Ich kann selber nur über meine vergangenen Erfahrungen mit Cannabisprodukten berichten, hab gut 10 Jahre lang geraucht mal mehr, mehr weniger, aber auch mal zwischendurch pausiert und schließlich vor gut 3 Jahren komplett aufgehört.
Einer neuesten neuseeländischen Langzeitstudie zufolge nimmt der IQ umso stärker ab, je früher die Menschen beginnen, Cannabis zu sich zu nehmen. "Frühkonsumenten" büßten wohl im laufe ihres Lebens ~6-10 IQ Punkte ein, während sich der IQ-Wert bei Menschen, die nicht oder erst im erwachsenen Alter konsumierten, um ein paar Punkte erhöhte.
Aber ich kann für mich sagen, dass ich auf die paar IQ-Punkte pfeife. Lieber ein bisschen dümmer und dadurch eine andere Sicht auf viele Dinge als "schlau" und mit einer forcierten Sicht.
Ich denke jeder, der schonmal Canabis konsumiert hat, kennt die wirschen Gedankengänge, die sich teilweise ergeben. Viele von denen verlaufen zwar in totalen schwachsinn, aber einige sind einfach nur genial und ich bezweifele, dass ich diese jemals ohne Konsum gehabt hätte.

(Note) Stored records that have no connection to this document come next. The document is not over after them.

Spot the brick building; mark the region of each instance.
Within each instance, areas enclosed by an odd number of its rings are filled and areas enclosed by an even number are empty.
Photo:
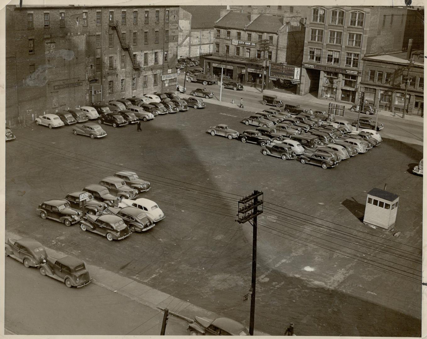
[[[401,51],[408,9],[310,7],[299,94],[354,102],[367,54]]]
[[[6,7],[6,119],[164,91],[176,72],[179,7]]]

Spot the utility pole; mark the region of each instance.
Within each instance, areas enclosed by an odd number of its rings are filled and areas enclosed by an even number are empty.
[[[252,278],[251,290],[251,313],[249,322],[249,333],[254,335],[254,327],[255,322],[255,296],[257,280],[257,217],[263,213],[262,200],[258,200],[259,197],[262,196],[261,191],[255,190],[250,195],[245,197],[238,202],[237,219],[236,221],[239,223],[243,223],[252,220],[253,227],[252,242]],[[258,210],[260,207],[261,209]]]

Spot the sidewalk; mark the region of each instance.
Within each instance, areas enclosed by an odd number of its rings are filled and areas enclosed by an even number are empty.
[[[7,231],[5,236],[5,239],[9,238],[19,239],[22,238]],[[48,255],[55,258],[60,258],[69,255],[46,246],[45,248]],[[147,328],[161,327],[163,311],[165,308],[169,311],[170,320],[166,331],[166,334],[168,335],[183,335],[183,328],[184,327],[186,328],[188,323],[192,322],[196,316],[211,319],[221,316],[114,272],[93,265],[86,264],[86,266],[91,277],[94,279],[92,283],[159,311],[157,316],[145,324]],[[120,305],[116,304],[114,307],[120,313]],[[151,310],[150,311],[152,311]],[[172,322],[171,318],[173,319]],[[249,318],[249,313],[248,318]],[[160,334],[160,331],[158,334]],[[189,334],[186,331],[185,334]],[[256,330],[254,330],[254,334],[256,336],[269,335]]]

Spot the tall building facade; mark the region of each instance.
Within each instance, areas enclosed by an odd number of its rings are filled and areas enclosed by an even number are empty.
[[[162,75],[176,72],[178,19],[174,6],[7,6],[6,122],[175,86]]]

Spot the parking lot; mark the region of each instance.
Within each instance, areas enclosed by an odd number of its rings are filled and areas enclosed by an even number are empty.
[[[410,169],[422,146],[385,138],[324,171],[206,133],[221,123],[241,132],[247,115],[209,104],[143,122],[142,133],[103,125],[108,135],[95,140],[70,127],[15,130],[6,145],[6,231],[247,325],[252,227],[234,220],[237,200],[260,190],[256,327],[280,335],[292,322],[298,335],[391,336],[398,327],[419,336],[422,178]],[[42,201],[124,169],[150,182],[140,197],[166,214],[148,232],[111,242],[36,215]],[[360,220],[366,193],[386,183],[400,197],[392,232]]]

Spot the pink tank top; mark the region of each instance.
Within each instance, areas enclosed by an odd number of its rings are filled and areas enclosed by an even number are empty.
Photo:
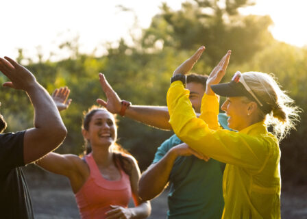
[[[106,212],[112,209],[110,205],[127,207],[132,197],[129,176],[121,168],[120,180],[107,180],[100,173],[92,153],[85,159],[90,175],[75,194],[82,218],[105,218]]]

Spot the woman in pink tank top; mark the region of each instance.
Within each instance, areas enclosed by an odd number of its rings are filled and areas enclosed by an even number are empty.
[[[59,110],[68,107],[69,90],[56,90],[52,96]],[[145,218],[150,203],[138,195],[140,170],[136,159],[116,144],[117,128],[113,114],[93,106],[82,125],[86,155],[50,153],[36,164],[67,177],[82,218]],[[134,207],[128,208],[133,198]]]

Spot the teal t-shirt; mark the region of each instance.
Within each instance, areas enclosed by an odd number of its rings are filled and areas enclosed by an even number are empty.
[[[219,120],[224,127],[227,116],[219,114]],[[153,164],[181,143],[175,135],[164,141],[158,148]],[[225,164],[212,158],[206,162],[193,155],[177,157],[169,176],[168,218],[220,219],[224,207],[222,190],[224,168]]]

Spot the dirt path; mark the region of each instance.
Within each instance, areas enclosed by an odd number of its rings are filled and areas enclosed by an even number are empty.
[[[66,177],[47,172],[26,172],[26,177],[36,218],[79,218],[75,197]],[[152,211],[149,218],[166,218],[167,196],[164,192],[151,201]],[[283,190],[281,207],[283,219],[307,219],[307,185],[288,187]]]

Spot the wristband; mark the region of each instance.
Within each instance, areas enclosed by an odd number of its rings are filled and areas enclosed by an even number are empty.
[[[171,83],[176,81],[182,81],[184,84],[184,86],[185,87],[186,83],[186,76],[185,75],[178,74],[173,76],[171,78]]]
[[[127,108],[131,105],[131,103],[125,100],[121,101],[121,111],[119,111],[119,114],[121,116],[125,116],[125,112],[126,111]]]

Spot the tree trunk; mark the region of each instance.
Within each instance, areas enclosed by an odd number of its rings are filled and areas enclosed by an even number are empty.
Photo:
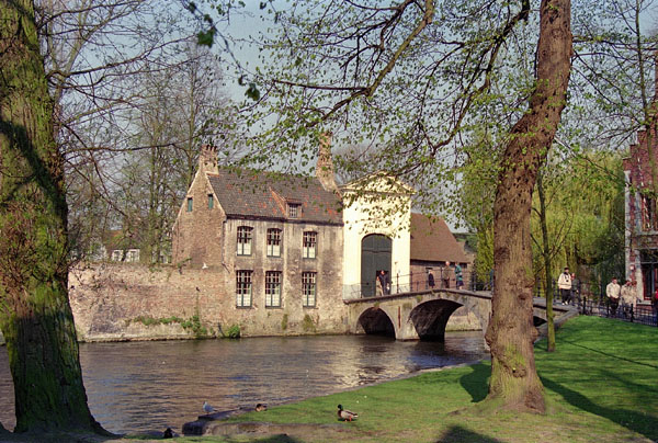
[[[30,0],[0,0],[0,328],[15,432],[102,432],[68,302],[63,158]]]
[[[513,410],[545,411],[536,374],[532,314],[530,214],[537,172],[559,124],[569,82],[570,1],[542,0],[537,73],[530,109],[511,130],[494,203],[496,287],[486,339],[491,349],[488,400]]]
[[[544,195],[543,173],[537,174],[537,195],[540,197],[540,226],[542,228],[542,257],[544,259],[544,281],[546,287],[546,322],[548,327],[546,350],[555,351],[555,313],[553,311],[553,279],[551,276],[551,246],[546,226],[546,196]]]

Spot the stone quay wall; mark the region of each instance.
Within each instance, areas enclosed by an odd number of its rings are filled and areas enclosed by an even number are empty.
[[[237,308],[230,283],[222,270],[87,263],[69,274],[69,299],[81,341],[190,339],[198,327],[206,337],[222,337],[234,325],[242,337],[349,330],[338,292],[318,294],[314,308],[285,293],[281,308],[265,308],[259,294],[252,307]]]

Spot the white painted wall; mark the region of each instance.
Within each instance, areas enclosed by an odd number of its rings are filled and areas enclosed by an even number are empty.
[[[396,293],[398,287],[402,291],[409,284],[412,192],[404,183],[392,182],[384,175],[342,189],[343,299],[361,297],[361,240],[371,234],[381,234],[393,240],[392,293]]]

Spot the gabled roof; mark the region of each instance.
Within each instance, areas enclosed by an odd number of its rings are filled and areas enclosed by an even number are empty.
[[[411,260],[467,263],[468,258],[439,217],[411,213]]]
[[[325,191],[316,178],[238,169],[220,169],[207,178],[229,218],[342,225],[340,197]],[[287,216],[287,204],[302,205],[298,217]]]

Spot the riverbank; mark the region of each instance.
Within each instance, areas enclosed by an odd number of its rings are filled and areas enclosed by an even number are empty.
[[[251,412],[211,428],[219,435],[177,441],[655,442],[657,343],[657,328],[592,317],[567,322],[556,352],[545,352],[545,341],[535,348],[544,416],[480,410],[490,365],[478,363]],[[359,419],[339,422],[338,404]]]
[[[543,416],[483,411],[478,404],[490,373],[484,362],[234,417],[213,424],[216,435],[174,441],[653,442],[658,440],[657,343],[658,328],[592,317],[565,323],[556,352],[545,352],[545,341],[535,348],[548,404]],[[359,412],[359,419],[339,422],[338,404]],[[50,438],[39,441],[63,441]],[[34,440],[0,434],[0,441]]]

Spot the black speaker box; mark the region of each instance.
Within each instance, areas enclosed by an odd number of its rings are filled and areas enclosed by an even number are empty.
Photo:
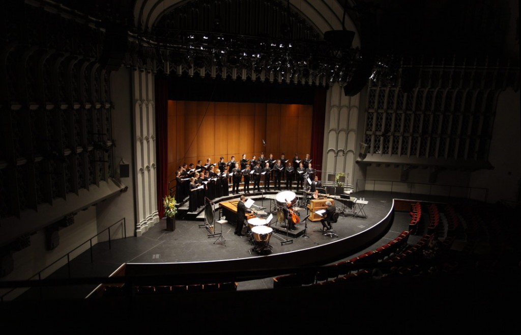
[[[129,164],[119,165],[119,178],[128,178],[130,177],[130,166]]]

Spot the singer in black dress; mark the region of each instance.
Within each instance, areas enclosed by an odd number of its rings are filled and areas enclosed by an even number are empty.
[[[271,170],[271,169],[269,168],[269,163],[266,162],[266,167],[263,170],[263,172],[264,172],[264,191],[269,191],[269,175]]]
[[[291,162],[288,162],[286,167],[286,190],[291,190],[293,188],[293,180],[295,176],[295,169],[291,166]]]
[[[199,208],[199,204],[197,197],[197,186],[195,185],[195,178],[192,177],[190,178],[190,196],[188,200],[188,212],[195,212]]]
[[[244,180],[244,188],[243,191],[246,193],[250,193],[250,173],[251,172],[252,172],[252,170],[250,168],[250,164],[247,164],[246,166],[246,168],[244,169],[244,171],[242,172],[242,177]]]

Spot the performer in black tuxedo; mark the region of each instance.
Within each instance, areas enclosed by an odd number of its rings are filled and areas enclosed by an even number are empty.
[[[320,223],[322,224],[324,229],[331,230],[332,228],[331,221],[333,219],[333,215],[337,212],[337,207],[333,205],[330,201],[326,201],[326,205],[327,206],[327,207],[323,215],[324,217],[320,219]]]
[[[260,153],[260,156],[259,157],[258,162],[259,165],[263,168],[264,168],[264,165],[266,164],[266,158],[264,157],[264,153]]]
[[[246,197],[243,194],[241,196],[240,201],[237,203],[237,221],[235,222],[235,234],[239,236],[242,236],[242,227],[244,225],[246,213],[253,213],[251,209],[246,208],[245,200]]]
[[[222,156],[219,158],[219,163],[217,164],[217,167],[221,171],[221,173],[228,171],[228,169],[227,168],[228,167],[226,166],[226,162],[225,162],[225,157]]]
[[[257,165],[258,165],[258,162],[257,161],[257,156],[254,155],[252,156],[252,159],[250,160],[250,168],[253,170]]]
[[[309,154],[306,154],[306,158],[304,159],[304,162],[302,163],[304,163],[304,167],[307,169],[309,166],[309,163],[311,163],[311,158],[309,158]]]
[[[268,158],[268,160],[266,160],[266,162],[269,163],[269,169],[271,170],[271,171],[269,172],[270,179],[273,179],[273,167],[275,165],[275,163],[277,163],[277,159],[273,158],[273,154],[270,154],[269,158]]]
[[[231,159],[230,160],[230,162],[226,163],[227,165],[228,166],[228,172],[229,172],[230,174],[230,178],[228,178],[229,183],[232,182],[231,178],[231,175],[232,175],[232,171],[233,170],[234,168],[235,168],[235,164],[237,164],[237,162],[235,161],[235,156],[232,156]]]
[[[284,180],[286,180],[286,165],[288,164],[288,159],[286,159],[286,155],[284,153],[280,154],[280,159],[279,159],[280,161],[280,164],[282,166],[282,171],[280,173],[280,178]],[[279,189],[280,189],[280,187],[279,187]]]
[[[263,170],[263,172],[264,173],[264,191],[269,191],[269,180],[270,180],[270,172],[271,169],[269,168],[269,163],[267,162],[266,162],[266,166]]]
[[[315,179],[315,175],[316,173],[316,170],[311,167],[311,163],[308,163],[307,168],[306,169],[306,173],[307,173],[307,178],[312,180]]]
[[[194,177],[190,178],[189,187],[190,194],[188,200],[188,211],[193,213],[196,212],[199,207],[197,202],[197,186],[195,185],[195,178]]]
[[[273,177],[275,180],[274,184],[276,190],[280,190],[280,179],[284,167],[281,164],[280,159],[278,159],[273,166]]]
[[[242,158],[241,158],[241,170],[246,168],[246,165],[248,164],[248,160],[246,159],[246,154],[242,154]]]
[[[260,165],[257,165],[253,169],[253,192],[256,189],[257,192],[260,192],[260,173],[262,171]]]
[[[304,168],[304,165],[302,162],[300,162],[299,167],[296,168],[295,177],[296,177],[296,190],[299,190],[299,186],[304,187],[304,175],[306,173],[306,169]]]
[[[221,173],[221,194],[222,196],[230,195],[230,186],[228,183],[228,173],[225,171]]]
[[[231,187],[231,193],[237,194],[239,193],[239,186],[241,184],[241,169],[239,167],[239,163],[235,164],[235,167],[232,170],[232,180],[233,183]]]
[[[309,192],[314,192],[317,189],[322,187],[322,182],[318,180],[318,177],[315,177],[315,180],[311,181],[311,185],[309,185]]]
[[[244,188],[243,191],[246,193],[250,193],[250,179],[251,177],[250,173],[251,172],[252,172],[252,170],[250,168],[250,164],[247,164],[246,166],[246,168],[242,171],[242,176],[244,180]]]
[[[195,172],[198,172],[200,173],[201,172],[201,169],[203,168],[203,162],[201,161],[201,159],[197,161],[197,165],[195,166]]]
[[[299,158],[299,154],[295,153],[295,157],[293,159],[293,168],[295,169],[298,168],[300,166],[301,162],[302,162],[302,160]]]
[[[291,190],[293,188],[293,180],[295,176],[295,169],[291,166],[291,162],[288,162],[286,167],[286,190]]]

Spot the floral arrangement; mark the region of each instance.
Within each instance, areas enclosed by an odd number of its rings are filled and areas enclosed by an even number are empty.
[[[340,181],[341,177],[345,177],[345,175],[342,173],[337,173],[336,177],[334,177],[334,181],[337,183],[337,186],[342,187],[344,185],[344,183]]]
[[[167,195],[163,199],[163,206],[165,206],[165,216],[168,218],[173,218],[177,214],[177,204],[175,198],[170,195]]]

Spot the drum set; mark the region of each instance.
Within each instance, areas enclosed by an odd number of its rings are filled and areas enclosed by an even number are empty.
[[[291,217],[285,217],[284,209],[286,213],[290,214],[295,210],[299,200],[295,192],[291,191],[280,192],[275,196],[275,200],[277,221],[282,223],[287,219],[291,220]],[[288,216],[290,215],[288,215]],[[294,223],[297,222],[294,222]],[[268,222],[266,218],[262,217],[252,218],[247,220],[251,241],[254,244],[253,251],[262,255],[267,254],[271,252],[269,239],[274,232],[273,228],[269,227],[269,224],[270,222]],[[288,225],[287,234],[289,230],[289,222],[288,222]],[[276,234],[275,235],[276,237],[283,239]],[[281,243],[283,244],[290,242],[292,242],[292,240],[288,240],[287,236],[286,240]]]
[[[253,251],[261,255],[265,255],[271,252],[271,247],[269,245],[269,238],[273,232],[273,228],[268,226],[266,219],[252,218],[248,220],[248,227],[251,231],[252,242],[253,243]]]

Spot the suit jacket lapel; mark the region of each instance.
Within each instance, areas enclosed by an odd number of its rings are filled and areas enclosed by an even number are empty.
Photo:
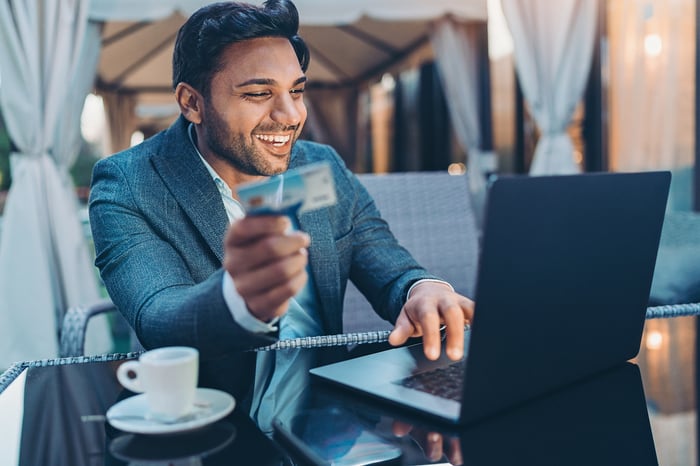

Chemischen Drogen, wie MDMA, Heroin, Crystal Meth und co stehe ich sehr kritisch gegenüber und weiß für mich, dass ich sie niemals anfassen würde.
Aber auch Biodrogen würde ich für mich persönlich komplett ausschließen, da man die Konzentration der psychoaktiven Stoffe niemals wirklich einschätzen kann.
Kann man bei Cannabis zwar auch nicht, aber ich kenne keinen einzigen Fall mit Todesfolge, der auf den direkten Konsum von Cannabis zurückzuführen währe und jetzt kommt mir nicht damit, dass bestimmt schonmal ein Kiffer auf ner Bananenschale ausgerutscht ist und sich das Genick gebrochen hat ... Das zählt nicht!